When I saw the description of this one in the Movies Unlimited catalog, I knew I just had to have it, and when I got it I was not disappointed. This industrial film made by Westinghouse delivers a triple whammy of weirdness. The first part of the film tells the story of Ellis, a discouraged Westinghouse appliance salesman, and how he falls asleep in the department store he works for one evening and wakes up to find all the appliances talking to him––and not just talking, complaining about how he's been trying to sell them. The second part outlines the Westinghouse Freedom Fair––one of the most blatant examples of corporate coopting of women's desire for emancipation. And then it turns into another Design for Dreaming, as a harried housewife is whisked away from her messy kitchen by a Westinghouse salesman and taken to "Westinghouse Wives' Heaven", where women dress in frilly pinafores and dance ecstatically around appliances. This film has something for everybody: supernatural visitors (talking appliances, mannequins who come to life, a dancing appliance salesman who takes housewives to heaven), weird sexual innuendo (MALE-VOICED REFRIGERATOR: "Ellis, I love you!" FEMALE MANNEQUIN: "I better leave you two alone.", a swishy Daniel Boone mannequin that embarrasses two other male mannequins, a randy Indian chief mannequin who chases a female bathing beauty mannequin until she hides from him in a refrigerator), racial stereotypes (the black doorman mannequin loves watermelon, the Indian chief mannequin says, "Ug!
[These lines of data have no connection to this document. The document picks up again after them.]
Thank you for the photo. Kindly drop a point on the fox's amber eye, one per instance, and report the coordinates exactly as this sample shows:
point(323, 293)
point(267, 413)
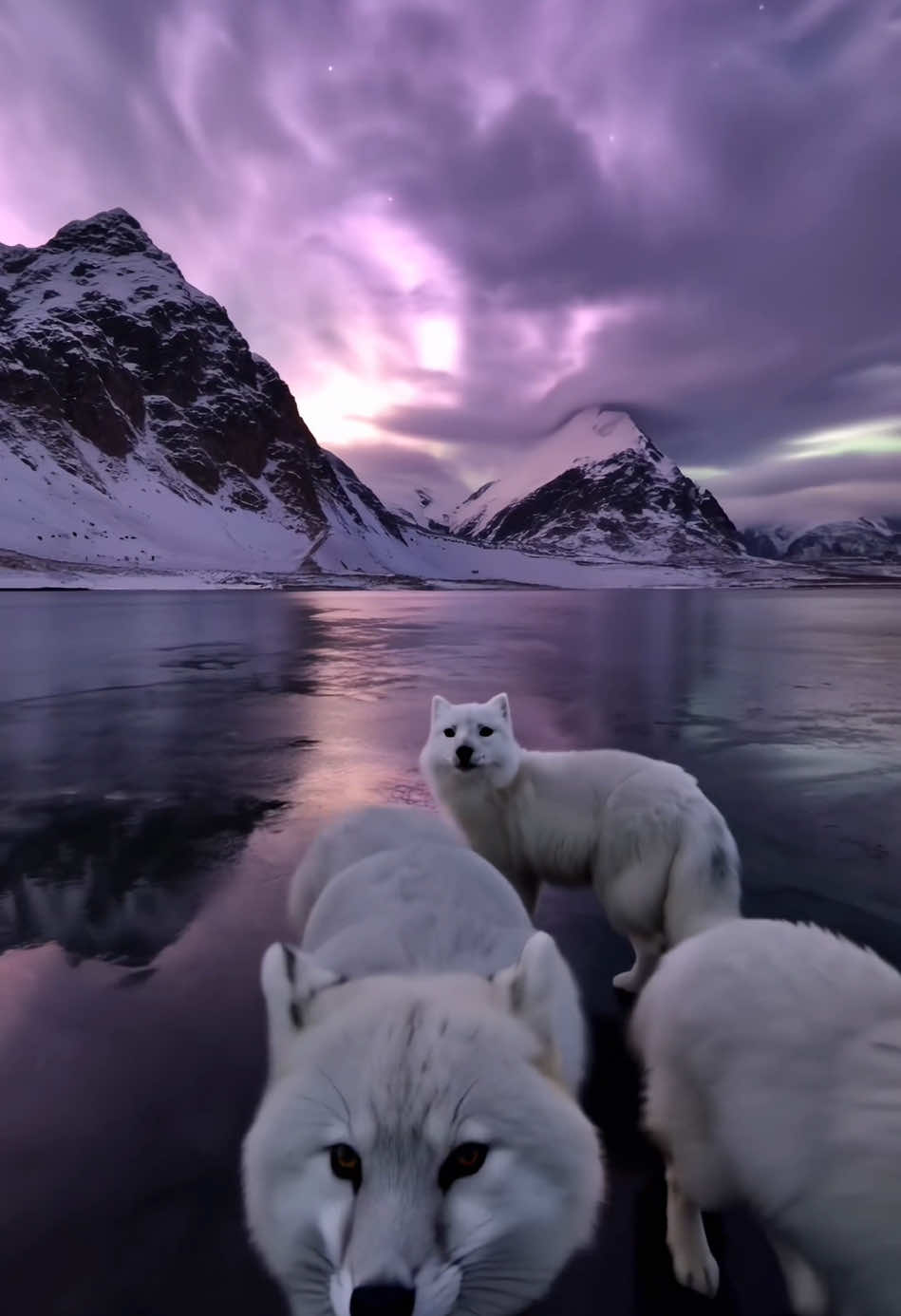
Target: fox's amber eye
point(347, 1163)
point(463, 1161)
Ug!"), weird credits ("Jerry Colonna as the Voice of Waste-Away"), bad acting, and more jaw-dropping moments than you can shake a stick at. Jerry Colonna's singing garbage disposal is probably being used right now as a torture device in some third-world dictatorship (though he is convincing as a garbage disposal who fancies himself a singer). I could go on and on about this one––let's just say that you need it in your collection!

Ratings: Camp/Humor Value: *****. Weirdness: *****. Historical Interest: *****. Overall Rating: *****.